Barriers to treatment and counselling
Theme | Representative quotes from health care workers |
---|---|
Inadequate patient preparation and education | “Now I am rushed … I am teaching you bits and pieces and say you will see the rest on the paper at home because I am rushing for the queue outside.” |
“It seems better at HIV because, you know, HIV like they have a lot of time than us, they have time for testing, they are taught in classes, and they are prepared before they start pills; with TB, you find out today that you have TB, you start taking pills today.” | |
Stigma | “Maybe they will be afraid that they have TB because it will be said if you have TB you will infect [others] while working, in that way it makes them stigmatized.” |
Initial shock and weakness (as hindering education) | “Others you even finish talking to them and they are just shocked, they can’t even hear what you are saying.” |
“Health education is given to TB patients but because they come weak or have errands, some are disorientated” | |
Denial of diagnosis and treatment | “They just want cough mixture and antibiotics … so now for them to come back for you to give them medication - that’s going to be chronic - is a problem, that’s the biggest problem … They are not here thinking they will get TB, they just are here for a quick fix.” |
Transient catchment population | “We are in town … where they get their buses, taxis and all those things, so a person walks in and they are not from our catchment area so maybe they are from Ianskop or wherever … so we have done screening and we see that they have signs and symptoms … they are not going to come back because they are not coming here for that.” |
Difficulties tracing homeless patients | “There are many people who are homeless, some are living in the streets, some in informal settlements so you find that the patient will come in when they are very sick, they come and take medication … As soon as they feel they are a bit better they will go back to their lives of hustling, so they go back and hustle and it becomes difficult for us to even trace them.” |
Job suspension | “We have a problem with employers … employers, once they find out they have TB they stop them from work, so they need letters from doctors that will say whether the person can continue with working or not.” |
“I was still in pain and thinking about my family’s situation and hunger.” – male TB patient, 47.

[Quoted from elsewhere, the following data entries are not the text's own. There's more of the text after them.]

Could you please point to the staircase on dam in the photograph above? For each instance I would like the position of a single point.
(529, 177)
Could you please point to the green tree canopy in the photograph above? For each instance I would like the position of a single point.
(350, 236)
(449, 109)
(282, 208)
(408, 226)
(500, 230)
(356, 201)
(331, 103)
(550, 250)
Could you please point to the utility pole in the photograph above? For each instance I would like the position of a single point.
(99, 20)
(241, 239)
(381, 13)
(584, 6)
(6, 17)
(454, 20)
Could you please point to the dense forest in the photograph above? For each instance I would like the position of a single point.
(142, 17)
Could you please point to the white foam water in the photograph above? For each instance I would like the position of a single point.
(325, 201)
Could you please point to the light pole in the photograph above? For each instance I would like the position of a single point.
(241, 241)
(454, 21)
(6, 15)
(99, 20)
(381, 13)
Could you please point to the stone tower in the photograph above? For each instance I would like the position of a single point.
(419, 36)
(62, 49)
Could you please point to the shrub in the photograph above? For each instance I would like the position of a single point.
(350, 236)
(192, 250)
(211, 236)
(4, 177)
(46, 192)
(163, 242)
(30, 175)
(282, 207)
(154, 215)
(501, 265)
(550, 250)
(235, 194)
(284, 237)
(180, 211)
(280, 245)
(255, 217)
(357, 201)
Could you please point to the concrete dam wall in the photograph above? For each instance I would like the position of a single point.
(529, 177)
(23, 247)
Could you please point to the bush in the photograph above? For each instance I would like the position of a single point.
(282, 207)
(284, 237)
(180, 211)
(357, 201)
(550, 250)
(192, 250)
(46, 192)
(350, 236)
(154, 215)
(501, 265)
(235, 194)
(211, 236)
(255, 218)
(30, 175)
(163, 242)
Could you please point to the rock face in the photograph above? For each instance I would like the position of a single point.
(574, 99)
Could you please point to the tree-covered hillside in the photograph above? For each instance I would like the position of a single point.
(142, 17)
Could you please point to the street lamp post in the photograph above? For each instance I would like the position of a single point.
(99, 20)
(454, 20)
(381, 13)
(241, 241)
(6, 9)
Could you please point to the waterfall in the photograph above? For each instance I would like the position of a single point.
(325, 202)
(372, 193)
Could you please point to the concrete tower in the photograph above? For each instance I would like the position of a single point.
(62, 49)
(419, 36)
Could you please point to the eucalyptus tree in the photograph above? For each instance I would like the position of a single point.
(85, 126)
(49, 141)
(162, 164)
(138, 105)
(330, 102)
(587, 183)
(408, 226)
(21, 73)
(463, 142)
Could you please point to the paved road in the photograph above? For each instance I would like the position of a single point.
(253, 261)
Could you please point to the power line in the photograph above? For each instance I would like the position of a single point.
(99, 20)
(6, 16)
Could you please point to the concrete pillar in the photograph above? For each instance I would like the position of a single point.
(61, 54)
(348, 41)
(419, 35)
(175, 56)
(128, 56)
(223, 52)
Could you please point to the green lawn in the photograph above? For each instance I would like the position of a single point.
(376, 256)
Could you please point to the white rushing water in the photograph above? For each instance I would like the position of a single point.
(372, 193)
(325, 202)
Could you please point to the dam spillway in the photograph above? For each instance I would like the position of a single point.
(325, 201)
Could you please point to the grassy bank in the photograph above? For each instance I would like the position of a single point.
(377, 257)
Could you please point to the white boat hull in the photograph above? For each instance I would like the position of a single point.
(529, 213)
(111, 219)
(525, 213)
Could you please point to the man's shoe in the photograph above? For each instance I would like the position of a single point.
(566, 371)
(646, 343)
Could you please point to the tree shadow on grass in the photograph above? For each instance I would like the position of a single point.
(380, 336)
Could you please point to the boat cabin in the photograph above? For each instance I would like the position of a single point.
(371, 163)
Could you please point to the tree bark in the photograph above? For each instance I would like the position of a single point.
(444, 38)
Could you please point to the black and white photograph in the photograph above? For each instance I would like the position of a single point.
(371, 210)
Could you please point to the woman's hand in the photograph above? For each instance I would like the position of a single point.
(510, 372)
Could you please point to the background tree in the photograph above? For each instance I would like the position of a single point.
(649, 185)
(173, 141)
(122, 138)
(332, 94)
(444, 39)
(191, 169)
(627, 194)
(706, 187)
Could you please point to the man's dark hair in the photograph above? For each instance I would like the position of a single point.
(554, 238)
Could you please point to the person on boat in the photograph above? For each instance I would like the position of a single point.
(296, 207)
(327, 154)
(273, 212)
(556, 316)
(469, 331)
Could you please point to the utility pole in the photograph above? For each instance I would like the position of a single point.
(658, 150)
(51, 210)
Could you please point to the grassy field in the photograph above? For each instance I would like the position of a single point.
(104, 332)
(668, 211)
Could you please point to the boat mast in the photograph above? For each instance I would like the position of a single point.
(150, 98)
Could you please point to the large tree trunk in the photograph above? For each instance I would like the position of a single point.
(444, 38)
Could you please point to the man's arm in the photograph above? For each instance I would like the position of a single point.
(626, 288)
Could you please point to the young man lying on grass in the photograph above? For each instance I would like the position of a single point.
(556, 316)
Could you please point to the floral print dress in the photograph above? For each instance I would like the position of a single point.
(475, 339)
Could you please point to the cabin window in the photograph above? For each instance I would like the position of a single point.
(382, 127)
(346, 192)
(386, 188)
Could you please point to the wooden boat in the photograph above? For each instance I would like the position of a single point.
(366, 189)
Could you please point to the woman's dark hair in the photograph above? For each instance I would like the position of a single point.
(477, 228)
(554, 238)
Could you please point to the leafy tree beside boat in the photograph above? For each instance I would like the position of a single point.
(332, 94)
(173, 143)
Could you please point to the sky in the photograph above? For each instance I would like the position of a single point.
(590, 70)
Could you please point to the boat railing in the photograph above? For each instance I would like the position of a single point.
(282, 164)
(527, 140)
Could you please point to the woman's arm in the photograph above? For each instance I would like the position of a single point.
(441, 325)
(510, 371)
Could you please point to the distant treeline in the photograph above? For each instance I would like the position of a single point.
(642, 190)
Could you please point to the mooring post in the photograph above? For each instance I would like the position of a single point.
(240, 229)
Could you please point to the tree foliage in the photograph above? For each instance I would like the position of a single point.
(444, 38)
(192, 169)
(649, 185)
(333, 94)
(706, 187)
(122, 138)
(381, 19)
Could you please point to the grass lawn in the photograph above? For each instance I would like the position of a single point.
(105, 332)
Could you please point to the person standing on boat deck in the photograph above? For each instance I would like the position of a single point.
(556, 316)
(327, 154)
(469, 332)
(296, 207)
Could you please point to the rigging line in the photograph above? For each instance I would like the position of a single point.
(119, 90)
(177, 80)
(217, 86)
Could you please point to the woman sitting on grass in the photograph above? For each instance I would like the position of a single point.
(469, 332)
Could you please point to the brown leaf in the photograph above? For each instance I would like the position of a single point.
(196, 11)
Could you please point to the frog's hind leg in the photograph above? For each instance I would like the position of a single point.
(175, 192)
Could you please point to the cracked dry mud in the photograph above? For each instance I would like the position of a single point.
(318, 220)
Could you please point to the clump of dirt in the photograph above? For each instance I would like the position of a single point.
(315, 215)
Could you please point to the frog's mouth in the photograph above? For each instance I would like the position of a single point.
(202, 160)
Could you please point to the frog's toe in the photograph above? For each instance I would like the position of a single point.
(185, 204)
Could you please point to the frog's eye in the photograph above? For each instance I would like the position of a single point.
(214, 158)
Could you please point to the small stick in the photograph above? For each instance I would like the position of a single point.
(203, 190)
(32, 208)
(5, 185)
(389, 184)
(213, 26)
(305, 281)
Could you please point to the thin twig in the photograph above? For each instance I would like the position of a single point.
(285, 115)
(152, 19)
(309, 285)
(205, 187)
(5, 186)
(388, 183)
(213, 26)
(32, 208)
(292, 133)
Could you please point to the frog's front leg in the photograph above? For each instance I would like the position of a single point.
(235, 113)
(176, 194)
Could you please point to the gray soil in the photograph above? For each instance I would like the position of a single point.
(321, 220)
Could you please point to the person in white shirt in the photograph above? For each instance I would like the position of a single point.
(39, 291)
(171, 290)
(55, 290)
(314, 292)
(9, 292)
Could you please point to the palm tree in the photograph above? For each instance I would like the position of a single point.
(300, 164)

“Sometimes [the patient] came to the clinic for his date, but he was tired because he arrived in the morning and was in queues; he has gotten his pills why not go home.” – TB counsellor.
“Once [the patient] has been diagnosed with TB, he already has the drive to that ‘I have to cure this’, he is listening to everything you are saying. But when it’s coming to three months, when they are starting to go back to normal … it is where they start to be lost to follow-up, it’s where they go back and become sick.” – TB counsellor.